Gas stations were once thought of as a great financial investment. It should come as no surprise that many of them are owned by families. In fact, according to the National Association of Convenience Stores, almost 80% of convenience stores sell gasoline, and 62.1% of all convenience stores are owned by single-store operators.
Today, the rise of electric vehicles, greater fuel efficiency and strict government regulation, has led to a decline in revenue for many filling stations. In fact, over the last 25 years, tens of thousands of gas stations have barred their doors, some selling to developers and others pivoting into mechanics, auto bodies, and other automotive related shops. Many simply sit abandoned.
The Historical Importance of Gasoline
Before we jump into the future of filling stations, let’s take a quick look at the past. The first gas stations popped up with the growth of the Ford Model T, and became commonplace in the 1910s.
Before that, one had to buy gasoline from the local pharmacy, hardware store, or corner store. Even today, if you own a small outboard engine for a boat, sometimes it makes sense to buy your fuel at your local hardware store, as the gasoline has to be mixed with oil. The blend is expensive, usually comes in small cans and is a pain to carry, but it is easier than mixing it yourself.
The western world’s reliance on oil has spurred wars, divided nations, caused economic prosperity for some, and hardship for many more. In fact, in many ways, one of the primary reasons for the loss of the Nazi’s on the Eastern Front in WW2, and their total collapse in 1944/1945, was their lack of access to oil.
Of course, the greatest toll of oil is on our environment. But that’s a topic for another article, so let’s pivot back to gas stations.
The Future of Gas Stations
As noted, the number of filling stations in the United States has steadily dropped for decades. Few expect that trend to change. On the other side of the spectrum, thousands of electric charging stations have sprouted up across the country.

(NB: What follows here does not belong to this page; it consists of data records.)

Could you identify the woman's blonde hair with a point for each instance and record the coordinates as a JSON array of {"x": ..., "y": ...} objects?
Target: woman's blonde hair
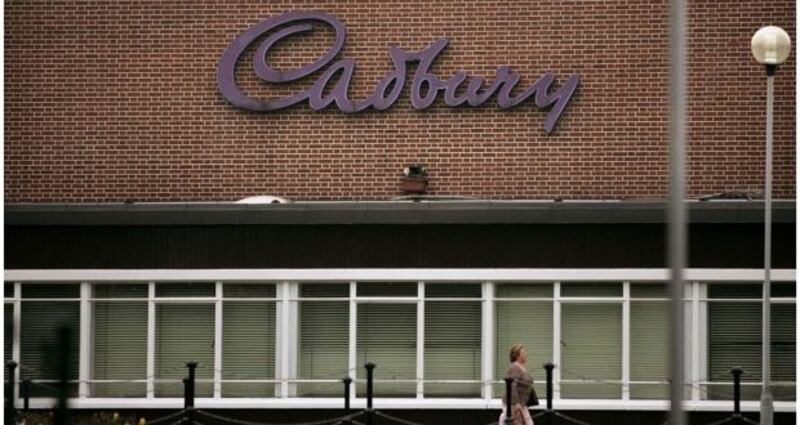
[{"x": 516, "y": 351}]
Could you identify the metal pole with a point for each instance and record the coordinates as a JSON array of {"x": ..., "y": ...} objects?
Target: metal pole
[
  {"x": 370, "y": 368},
  {"x": 677, "y": 211},
  {"x": 766, "y": 391},
  {"x": 737, "y": 393},
  {"x": 10, "y": 410},
  {"x": 548, "y": 367},
  {"x": 509, "y": 410},
  {"x": 25, "y": 391},
  {"x": 347, "y": 381}
]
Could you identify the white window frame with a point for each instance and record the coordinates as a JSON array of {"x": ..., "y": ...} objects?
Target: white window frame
[{"x": 287, "y": 291}]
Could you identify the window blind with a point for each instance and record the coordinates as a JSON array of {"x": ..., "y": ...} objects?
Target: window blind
[
  {"x": 40, "y": 353},
  {"x": 591, "y": 349},
  {"x": 323, "y": 346},
  {"x": 649, "y": 349},
  {"x": 386, "y": 336},
  {"x": 248, "y": 347},
  {"x": 452, "y": 347},
  {"x": 184, "y": 332},
  {"x": 734, "y": 340},
  {"x": 525, "y": 322},
  {"x": 120, "y": 348}
]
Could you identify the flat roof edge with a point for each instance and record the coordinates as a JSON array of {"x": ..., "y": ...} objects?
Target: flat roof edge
[{"x": 365, "y": 213}]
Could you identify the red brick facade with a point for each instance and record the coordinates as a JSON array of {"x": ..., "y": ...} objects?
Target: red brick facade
[{"x": 113, "y": 101}]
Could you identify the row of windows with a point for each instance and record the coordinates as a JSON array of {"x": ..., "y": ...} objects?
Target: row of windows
[{"x": 439, "y": 357}]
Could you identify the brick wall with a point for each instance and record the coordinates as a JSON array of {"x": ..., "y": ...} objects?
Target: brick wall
[{"x": 118, "y": 101}]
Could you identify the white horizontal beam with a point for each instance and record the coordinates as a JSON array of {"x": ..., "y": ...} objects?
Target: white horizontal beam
[
  {"x": 365, "y": 275},
  {"x": 396, "y": 403}
]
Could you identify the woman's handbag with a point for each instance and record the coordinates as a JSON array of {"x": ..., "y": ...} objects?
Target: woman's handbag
[{"x": 533, "y": 399}]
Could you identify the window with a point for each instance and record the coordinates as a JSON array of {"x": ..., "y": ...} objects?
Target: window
[
  {"x": 323, "y": 339},
  {"x": 649, "y": 341},
  {"x": 524, "y": 315},
  {"x": 248, "y": 340},
  {"x": 184, "y": 333},
  {"x": 49, "y": 336},
  {"x": 734, "y": 340},
  {"x": 591, "y": 342},
  {"x": 120, "y": 340},
  {"x": 452, "y": 340},
  {"x": 387, "y": 336}
]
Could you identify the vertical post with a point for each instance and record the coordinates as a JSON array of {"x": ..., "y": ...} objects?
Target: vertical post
[
  {"x": 548, "y": 367},
  {"x": 62, "y": 414},
  {"x": 509, "y": 410},
  {"x": 347, "y": 381},
  {"x": 191, "y": 366},
  {"x": 10, "y": 411},
  {"x": 370, "y": 368},
  {"x": 737, "y": 394},
  {"x": 26, "y": 394},
  {"x": 766, "y": 391}
]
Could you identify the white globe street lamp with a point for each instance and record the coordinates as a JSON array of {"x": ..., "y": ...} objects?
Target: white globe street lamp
[{"x": 771, "y": 46}]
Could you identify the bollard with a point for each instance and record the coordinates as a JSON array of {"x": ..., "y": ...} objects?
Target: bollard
[
  {"x": 347, "y": 381},
  {"x": 10, "y": 408},
  {"x": 548, "y": 367},
  {"x": 25, "y": 393},
  {"x": 509, "y": 410},
  {"x": 737, "y": 395},
  {"x": 370, "y": 368}
]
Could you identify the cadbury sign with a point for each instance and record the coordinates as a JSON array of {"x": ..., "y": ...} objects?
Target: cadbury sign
[{"x": 425, "y": 86}]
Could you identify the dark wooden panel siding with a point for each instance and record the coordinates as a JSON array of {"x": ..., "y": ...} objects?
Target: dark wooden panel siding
[{"x": 391, "y": 246}]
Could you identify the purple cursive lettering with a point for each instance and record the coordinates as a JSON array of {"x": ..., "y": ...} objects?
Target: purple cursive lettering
[{"x": 335, "y": 80}]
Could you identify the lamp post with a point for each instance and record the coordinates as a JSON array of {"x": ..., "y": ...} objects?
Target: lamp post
[{"x": 771, "y": 46}]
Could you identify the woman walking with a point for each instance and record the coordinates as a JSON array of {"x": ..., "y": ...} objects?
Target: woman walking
[{"x": 520, "y": 388}]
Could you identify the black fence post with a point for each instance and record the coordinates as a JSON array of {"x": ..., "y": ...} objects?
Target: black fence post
[
  {"x": 509, "y": 410},
  {"x": 370, "y": 368},
  {"x": 10, "y": 410},
  {"x": 25, "y": 393},
  {"x": 548, "y": 368},
  {"x": 737, "y": 395},
  {"x": 347, "y": 381}
]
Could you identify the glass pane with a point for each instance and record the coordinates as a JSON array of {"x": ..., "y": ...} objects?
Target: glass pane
[
  {"x": 452, "y": 348},
  {"x": 248, "y": 347},
  {"x": 319, "y": 290},
  {"x": 323, "y": 347},
  {"x": 734, "y": 340},
  {"x": 783, "y": 290},
  {"x": 387, "y": 289},
  {"x": 445, "y": 290},
  {"x": 387, "y": 336},
  {"x": 649, "y": 290},
  {"x": 591, "y": 290},
  {"x": 120, "y": 348},
  {"x": 43, "y": 354},
  {"x": 247, "y": 290},
  {"x": 185, "y": 289},
  {"x": 527, "y": 323},
  {"x": 184, "y": 332},
  {"x": 735, "y": 290},
  {"x": 516, "y": 290},
  {"x": 591, "y": 349},
  {"x": 115, "y": 290},
  {"x": 649, "y": 326},
  {"x": 38, "y": 290}
]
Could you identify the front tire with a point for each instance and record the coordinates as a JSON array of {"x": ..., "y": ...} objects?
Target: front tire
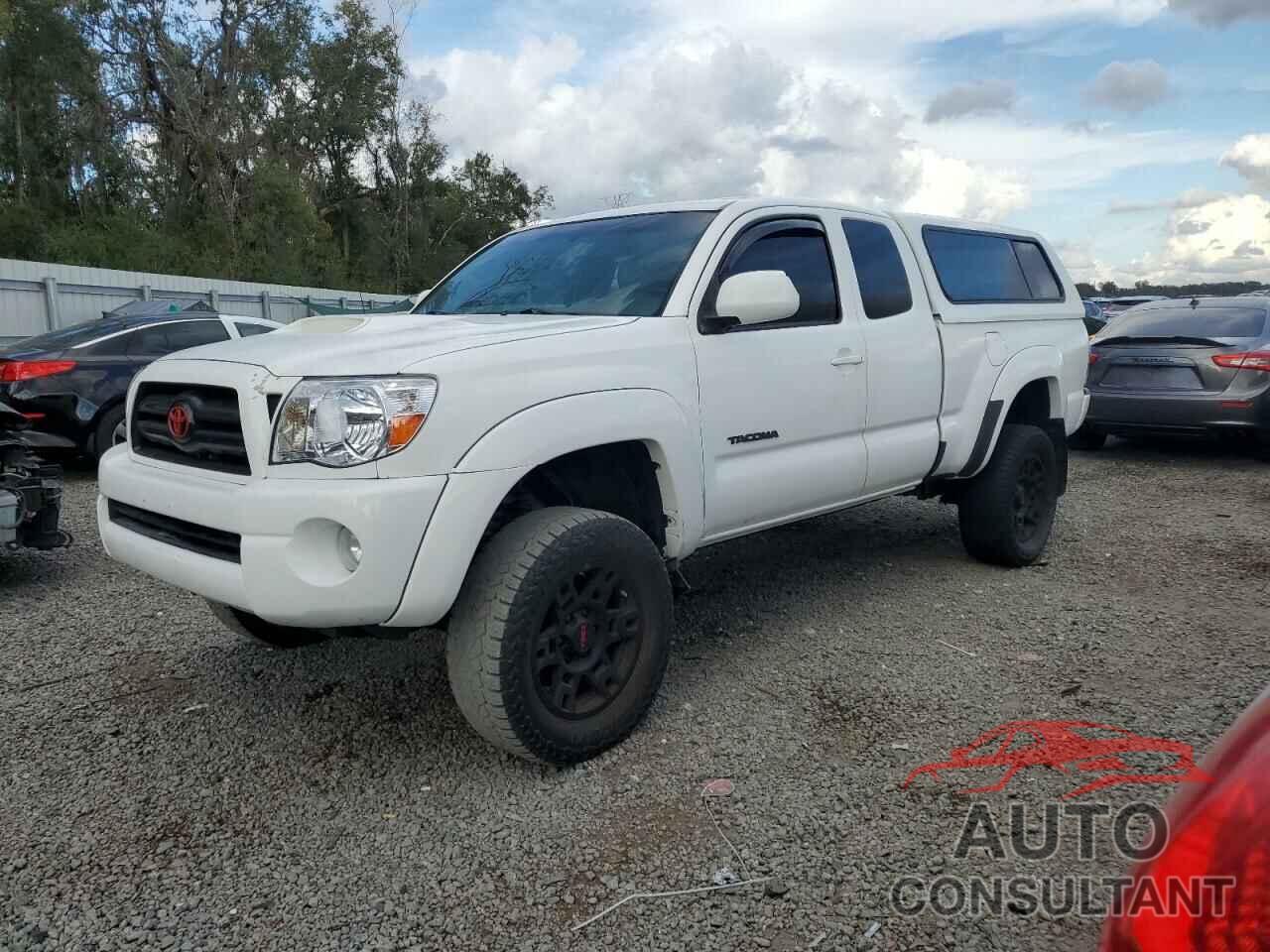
[
  {"x": 1007, "y": 511},
  {"x": 561, "y": 636}
]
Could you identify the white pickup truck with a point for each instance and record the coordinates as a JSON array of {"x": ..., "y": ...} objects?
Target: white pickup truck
[{"x": 530, "y": 453}]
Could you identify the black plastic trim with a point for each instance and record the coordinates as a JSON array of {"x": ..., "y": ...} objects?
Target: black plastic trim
[
  {"x": 213, "y": 543},
  {"x": 984, "y": 439}
]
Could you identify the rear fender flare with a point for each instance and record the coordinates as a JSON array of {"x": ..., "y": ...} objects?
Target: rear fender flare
[{"x": 1042, "y": 362}]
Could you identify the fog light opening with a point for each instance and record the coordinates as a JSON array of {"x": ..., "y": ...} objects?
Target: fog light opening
[{"x": 349, "y": 548}]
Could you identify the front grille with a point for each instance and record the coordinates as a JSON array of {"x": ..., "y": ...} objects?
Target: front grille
[
  {"x": 214, "y": 543},
  {"x": 214, "y": 435}
]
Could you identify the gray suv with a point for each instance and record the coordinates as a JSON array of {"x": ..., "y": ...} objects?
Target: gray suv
[{"x": 1198, "y": 366}]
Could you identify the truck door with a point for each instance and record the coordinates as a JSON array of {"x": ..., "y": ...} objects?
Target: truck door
[
  {"x": 906, "y": 363},
  {"x": 783, "y": 404}
]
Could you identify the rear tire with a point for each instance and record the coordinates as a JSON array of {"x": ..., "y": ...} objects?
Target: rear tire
[
  {"x": 1007, "y": 511},
  {"x": 255, "y": 629},
  {"x": 561, "y": 636},
  {"x": 1087, "y": 438}
]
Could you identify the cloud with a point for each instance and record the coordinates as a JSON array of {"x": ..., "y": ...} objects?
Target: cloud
[
  {"x": 1220, "y": 13},
  {"x": 1129, "y": 86},
  {"x": 971, "y": 99},
  {"x": 1250, "y": 157},
  {"x": 1194, "y": 198},
  {"x": 1199, "y": 241},
  {"x": 701, "y": 116}
]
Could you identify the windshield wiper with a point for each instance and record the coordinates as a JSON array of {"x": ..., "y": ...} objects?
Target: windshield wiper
[{"x": 1166, "y": 339}]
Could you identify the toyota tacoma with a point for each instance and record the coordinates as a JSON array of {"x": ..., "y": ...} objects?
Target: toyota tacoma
[{"x": 529, "y": 456}]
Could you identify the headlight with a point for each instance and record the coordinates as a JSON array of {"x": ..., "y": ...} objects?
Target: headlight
[{"x": 344, "y": 420}]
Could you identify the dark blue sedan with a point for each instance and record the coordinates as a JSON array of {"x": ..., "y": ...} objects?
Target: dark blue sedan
[{"x": 71, "y": 384}]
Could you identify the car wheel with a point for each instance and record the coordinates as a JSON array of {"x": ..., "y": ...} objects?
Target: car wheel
[
  {"x": 255, "y": 629},
  {"x": 561, "y": 635},
  {"x": 107, "y": 426},
  {"x": 1007, "y": 511},
  {"x": 1087, "y": 438}
]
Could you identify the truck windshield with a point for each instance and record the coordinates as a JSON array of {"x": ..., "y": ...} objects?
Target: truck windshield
[{"x": 610, "y": 267}]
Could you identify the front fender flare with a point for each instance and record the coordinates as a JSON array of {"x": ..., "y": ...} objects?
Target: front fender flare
[
  {"x": 540, "y": 433},
  {"x": 488, "y": 470}
]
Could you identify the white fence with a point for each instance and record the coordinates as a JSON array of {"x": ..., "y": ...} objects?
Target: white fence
[{"x": 37, "y": 298}]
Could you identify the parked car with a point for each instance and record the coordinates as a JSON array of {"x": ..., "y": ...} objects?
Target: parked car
[
  {"x": 1093, "y": 317},
  {"x": 71, "y": 384},
  {"x": 1216, "y": 835},
  {"x": 31, "y": 490},
  {"x": 1192, "y": 367},
  {"x": 1119, "y": 304},
  {"x": 529, "y": 460}
]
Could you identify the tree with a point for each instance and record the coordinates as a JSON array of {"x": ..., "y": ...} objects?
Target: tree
[{"x": 236, "y": 139}]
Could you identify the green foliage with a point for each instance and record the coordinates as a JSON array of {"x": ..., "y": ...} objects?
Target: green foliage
[
  {"x": 259, "y": 140},
  {"x": 1224, "y": 289}
]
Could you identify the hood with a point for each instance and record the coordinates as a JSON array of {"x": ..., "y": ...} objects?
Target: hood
[{"x": 384, "y": 343}]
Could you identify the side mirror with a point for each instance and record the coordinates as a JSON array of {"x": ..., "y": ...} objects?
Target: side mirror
[{"x": 757, "y": 298}]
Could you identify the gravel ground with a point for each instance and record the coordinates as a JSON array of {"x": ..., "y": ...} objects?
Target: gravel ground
[{"x": 164, "y": 784}]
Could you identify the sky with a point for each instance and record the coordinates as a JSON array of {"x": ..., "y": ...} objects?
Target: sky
[{"x": 1133, "y": 134}]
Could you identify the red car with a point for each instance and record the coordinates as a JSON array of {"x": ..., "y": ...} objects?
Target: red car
[{"x": 1219, "y": 829}]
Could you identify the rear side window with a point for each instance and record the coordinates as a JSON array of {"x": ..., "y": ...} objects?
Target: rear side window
[
  {"x": 1040, "y": 276},
  {"x": 978, "y": 268},
  {"x": 797, "y": 248},
  {"x": 879, "y": 268}
]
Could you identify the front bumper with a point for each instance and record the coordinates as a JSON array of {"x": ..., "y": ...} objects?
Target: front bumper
[
  {"x": 290, "y": 571},
  {"x": 1178, "y": 413}
]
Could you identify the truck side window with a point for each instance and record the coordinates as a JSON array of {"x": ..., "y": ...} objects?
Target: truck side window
[
  {"x": 879, "y": 268},
  {"x": 978, "y": 268},
  {"x": 794, "y": 246},
  {"x": 1040, "y": 277}
]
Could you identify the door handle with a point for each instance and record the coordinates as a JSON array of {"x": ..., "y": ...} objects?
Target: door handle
[{"x": 846, "y": 358}]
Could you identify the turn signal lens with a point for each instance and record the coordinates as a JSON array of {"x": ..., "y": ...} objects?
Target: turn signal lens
[
  {"x": 1250, "y": 361},
  {"x": 402, "y": 429},
  {"x": 14, "y": 371}
]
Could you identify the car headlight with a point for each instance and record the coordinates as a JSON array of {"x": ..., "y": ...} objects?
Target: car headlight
[{"x": 345, "y": 420}]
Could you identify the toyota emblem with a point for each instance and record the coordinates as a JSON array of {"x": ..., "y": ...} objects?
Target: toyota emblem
[{"x": 181, "y": 421}]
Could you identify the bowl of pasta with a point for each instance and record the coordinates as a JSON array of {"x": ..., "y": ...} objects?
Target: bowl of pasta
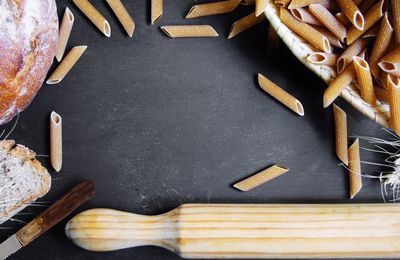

Let us not forget how important a part gasoline plays to our economy. For reference, 45% of total U.S. oil consumption is for personal vehicles. Millions of jobs, from truckers, to attendants, to insurance agents, and so forth, focus on just the consumer portion of the gigantic oil industry.
Gas Stations in 2030
There may be hope for gas stations yet. According to Edison Electric Institute, citing an earlier study, only 7% of all vehicles on the road in 2030 will be electric vehicles (EVs). That comes out to about 18 million cars. Of course, the Department of Energy released broader estimates, calculating that by 2030 there would be between 3 million and 40 million EVs on the road.
Of course, both the Edison Electric Institute and the Department of Energy expect EVs to take up a relatively large portion of all car sales by 2030. According to some industry experts, the majority of all car sales in 2030 may be EVs. While that may a prove to be a speculative estimate, it is clear which direction we, as a society, are going in.
However, also on the side of gas stations is the simple fact that gasoline is cheap. Really cheap. In fact, according the AAA, the average price per gallon of gas at the time of writing is sitting at a cool $2.25. At present, the economic appeal of switching over the an EV, or hybrid, is simply not there for the average American.
Gas Station Extinction
The fundamental issue with gas stations is that the land they sit on is often valuable. In many cities, gas stations are simply hard to find as owners have sold to commercial real estate developers. Of course, many gas stations often have toxic soil due to spills and leaks from the underground tanks, further diminishing their sites’ value.
As battery technology improves, gas station extinction is inevitable. The million-dollar question is when will that be. It could be 2030, it could be 2050, or maybe it will be by 2100. As more gas stations shutter their doors, the inconvenience of owning a gas-powered car will further the exponential collapse of the industry. With few petrol stations left and little competition, some gas station owners may jack up their prices, only quickening the industry’s decline.
Think about this: One day, perhaps in the not too distant future, an autonomous electric vehicle may deliver gasoline to the few people who still own cars with internal combustion engines.